I think that sensibility kind of informs everything we do: which is what are people talking about that nobody is necessarily writing about or saying? And I still think that’s at the core of what we do.

Obviously a huge part of what we do now is aggregate and discuss and further stories that are already out there. But I think that the best pieces on any blog are almost Seinfeld, you know Seinfeld? The best parts of his humour are always - what’s the deal with xx?

And that kind of thinking - like when you’re talking with someone and you ask “what’s the deal with that thing on the roof over there? [ points at a roof] Seriously I don’t get what the deal is with that thing on the roof?” And then if somebody writes about it I’m like “oh my god - yes”.

So it’s pulling something out of that everyday environment and saying - “actually look at this properly”

Yes, or if you go to dinner multiple times with different groups of people and the same conversation keeps coming up - what are people arguing about? What are people caring about that isn’t just straight news? Or if it is a straight news story - what’s really screaming at people? So I think it’s not just what’s news-worthy, but what is it people want to discuss.

What are the qualities of a great blog post?

The writing. You have to pull the reader in. With writing online particularly. Any platform online is so frantic, frenetic and crazy and loud with pop-up windows and blinking banner ads and god knows how many other windows, tabs and programmes the reader has open. So in order to hold their attention as a writer, you have to write bigger. More voice, more personality, more attitude, more of everything. You have to fight for their attention a bit more.

Especially on blogs, I think at this point that people who regularly read blogs know what to expect in terms of how a post is laid out: here’s the intro, here’s the block quote, here’s the kicker - whatever.

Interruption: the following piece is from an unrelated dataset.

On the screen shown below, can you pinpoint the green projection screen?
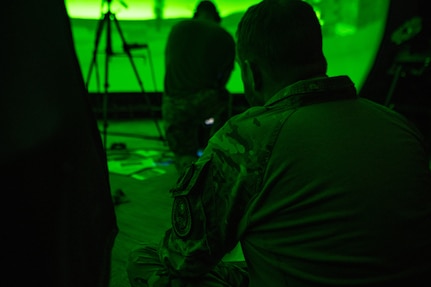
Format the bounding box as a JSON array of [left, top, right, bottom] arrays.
[[65, 0, 389, 93]]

So you have to make sure that whatever you’re doing with that grabs their attention enough so they don’t just zone out and not really read, and that means that the writing has to be really big.

Then the peg has to be really clear. I’d say your first three sentences have to be really killer. Not unlike a newspaper article, but it’s not quite the same as the inverted triangle theory of writing for newspapers because you have to have a compelling hook to bring people in. If you think of great blog posts they’re usually really well written and really funny, maybe not like slapstick funny but entertaining. I’d say that’s a big part of it.

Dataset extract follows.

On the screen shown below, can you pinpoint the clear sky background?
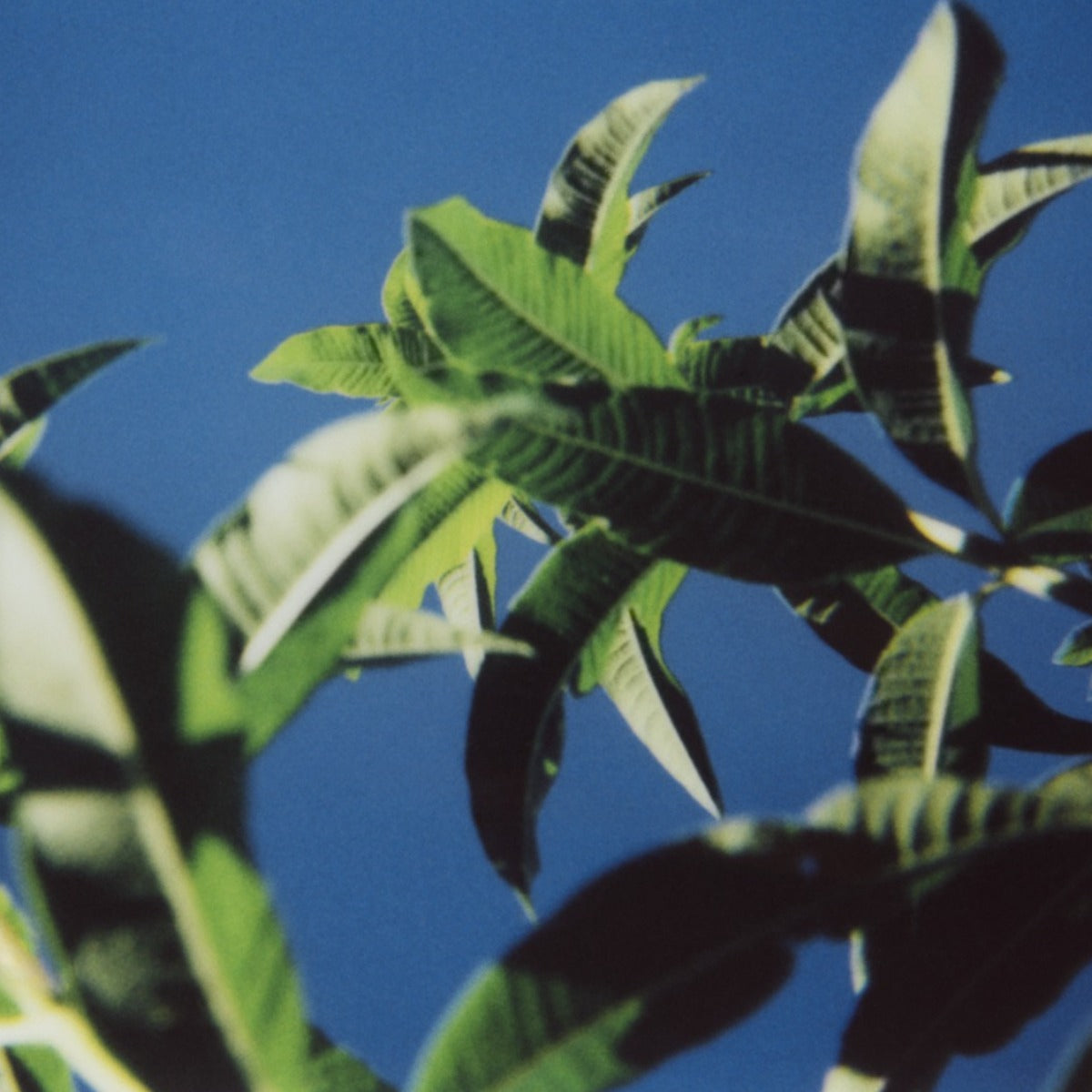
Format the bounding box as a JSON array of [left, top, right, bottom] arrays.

Be mindful of length. Sometimes less is more. I don’t mean like 3 words long but 750 words might be better than 1500 words. And I think people’s eyes really glaze over and go totally dead when you are writing too long on the web and they’re not even reading after the seven hundred words.

So a great blog post. What’s your point? It should be really clear, the reader should know what they’re reading right away. So it’s a balance between the headline and the first paragraph, but I think that the way the web is working now, your headline has to be really clear.

Unfortunately there’s not enough room for witty headlines like there used to be. The writer/creative in me hates that - it drives me nuts not being able to be as witty in headlines -but still there’s a way to play with it a bit.The headline has to be clear because people are going to know what they want to read by the time they’ve finished that headline and if you’ve got any chance to get them after that, it’s those first three sentences.

I asked Jessica about her favourite blog that she’d written to date. She mentioned one, I think it was this one, and then talked about it as a blog.

It was not a important piece, it was not like journalism. It was to me actually kind of what blogs are… they exist for us to say what we want to say. Yes we can put journalism on there but they’re also like “hey this happened, here’s a story for you”.

I’ve put plenty of stuff up which is like “okay - here’s a silly story for you” and it does really really well.

Because that’s what makes blogs blogs, that’s what sets us apart. We can sit and summarise all the news like everyone on the Huffington Post site and we can sit and write analytical pieces like Salon and Slate - we do that too - but we also just write stuff. I guess this goes back to what we’re saying earlier that there should be a certain element of conversation to your writing. Inherently conversation is just what you’re talking about with your girl friends and guy friends. I find that often really does strike a chord.